Currently supported local agent CLIs:

  • Claude Code via claude
  • OpenAI Codex CLI via codex
  • Gemini CLI via gemini (best-effort support for users whose organization or API-key setup still has Gemini CLI access)
  • Antigravity CLI via agy (first-class backend; also the Gemini CLI migration path — see below)

The agy backend is supported in every role the other external agents support — --coder antigravity and --reviewer antigravity — and in skill mode (--coder antigravity / --reviewers antigravity). agy is also accepted as an alias for antigravity in these flags (e.g. --coder agy, --reviewer agy, skill --reviewers agy, run_external --agent agy); it is normalized to the canonical antigravity internally.

Gemini CLI → Antigravity migration

Google is retiring Gemini CLI consumer access (free / Google AI Pro / Ultra) on June 18, 2026; personal-account gemini usage stops working after that.
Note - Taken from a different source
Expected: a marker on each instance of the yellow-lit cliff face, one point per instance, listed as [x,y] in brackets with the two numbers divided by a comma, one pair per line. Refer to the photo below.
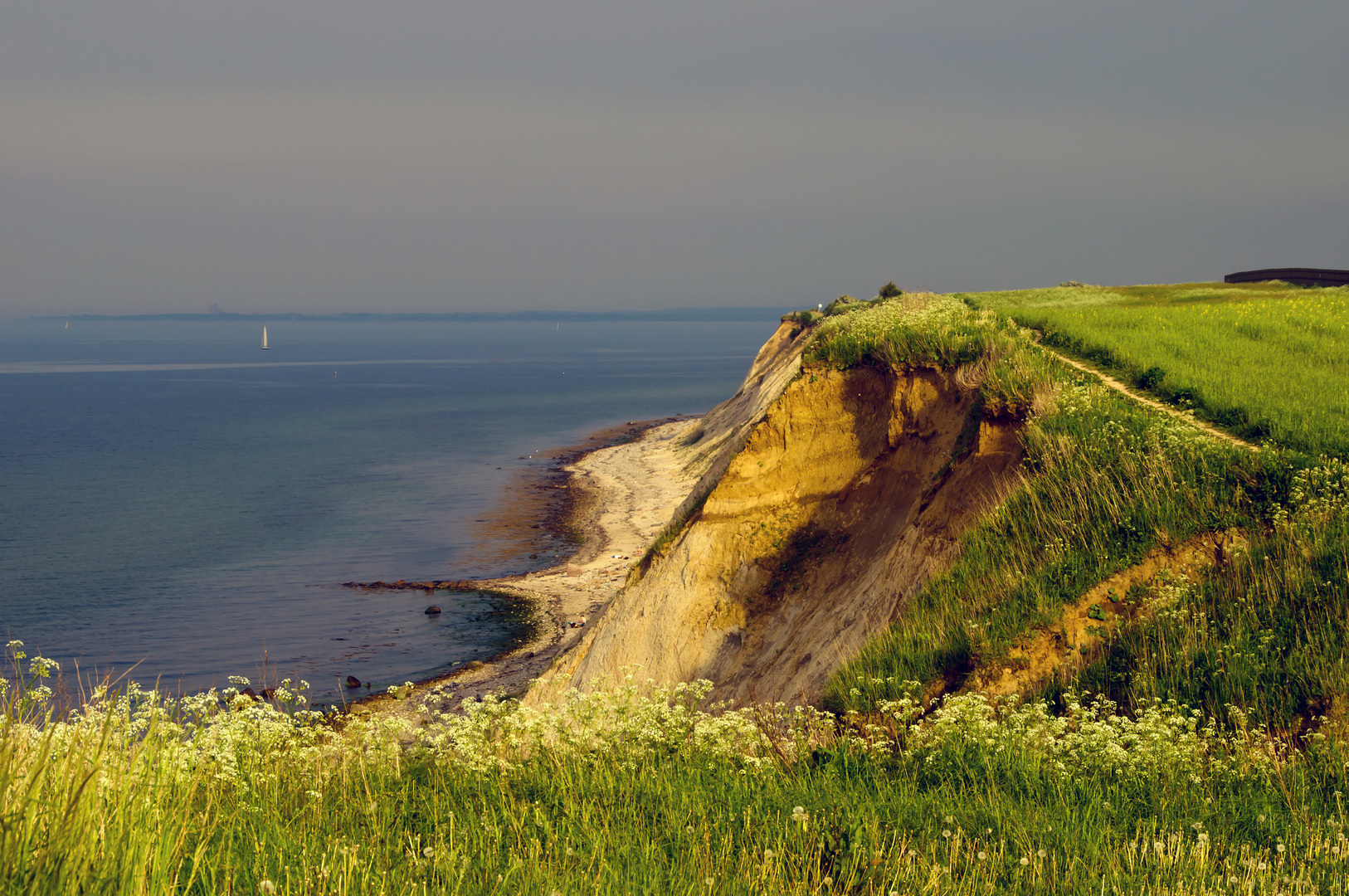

Enterprise and API-key Gemini CLI paths may remain available for organizations that still have access, so this project keeps the gemini backend for those users. Individual users should use the Antigravity CLI (agy) instead — it runs the same Google account plans with its own quota model:

# install agy, authenticate, then select it as a coder or reviewer:
agent-loop pr 123 --repo OWNER/REPO --reviewer antigravity
agent-loop task "Fix the flaky test" --repo OWNER/REPO --coder antigravity --reviewer codex

Pick the model with --antigravity-model "<name>" (as listed by agy models; default Gemini 3.1 Pro (High)). When a gemini invocation fails with an auth/quota error near or after the cutoff, the tool surfaces this migration guidance. Notes: Antigravity turns are single-shot (no cross-round session resume) and report estimated token usage (agy emits no token counts).

Direct Gemini CLI support is best-effort because maintainers without enterprise Gemini CLI access cannot reproduce live gemini failures locally. If you report a Gemini CLI-specific bug, include the exact command, the raw .agent-loop-logs/*gemini.log file, the response-file contents, the Gemini CLI version, and any sharable account/access context. Bugs that can be reduced to a log/response fixture can still be regression-tested without live Gemini CLI access.

Billing / quota note:

  • agy usage counts against a separate Antigravity-specific quota, not the same token pool as the Gemini app/chat in your subscription. The two meters are tracked independently and can diverge.
  • Your Google AI subscription tier (Pro/Ultra) raises the Antigravity limits rather than sharing one pool; the free / Google One tier is small.
  • When the included quota is exhausted, continued use draws on Google AI credits (pay-as-you-go), so monitor actual spend for the first runs.
  • Exact limits are not officially well-documented and have changed since launch — treat numbers as fluid.

Install / Use

Clone the repo first:

gh repo clone wwind123/coding-review-agent-loop
cd coding-review-agent-loop

Then install the CLI into a local virtual environment:

python3 -m venv .venv
. .venv/bin/activate
python -m pip install -e .
agent-loop --help

This installs the agent-loop command from your checkout. The tool still requires local gh, claude, codex, and/or gemini authentication depending on which agents you use.

Claude Code skill mode

Besides the headless agent-loop CLI, the repo ships a Claude Code skill that runs the same review loop directly inside an interactive Claude Code session (host Claude turns use your session instead of claude -p). It supports the reversed roles end to end: an external agent (Codex/Gemini/Antigravity) can plan, implement (one-shot, decompose, or by-phase), address blocking PR review with run-pr-fix, and hand the PR back for re-review; the host (Claude) can review. See SKILL.md for the step-by-step instructions and docs/skill_mode.md for the design overview.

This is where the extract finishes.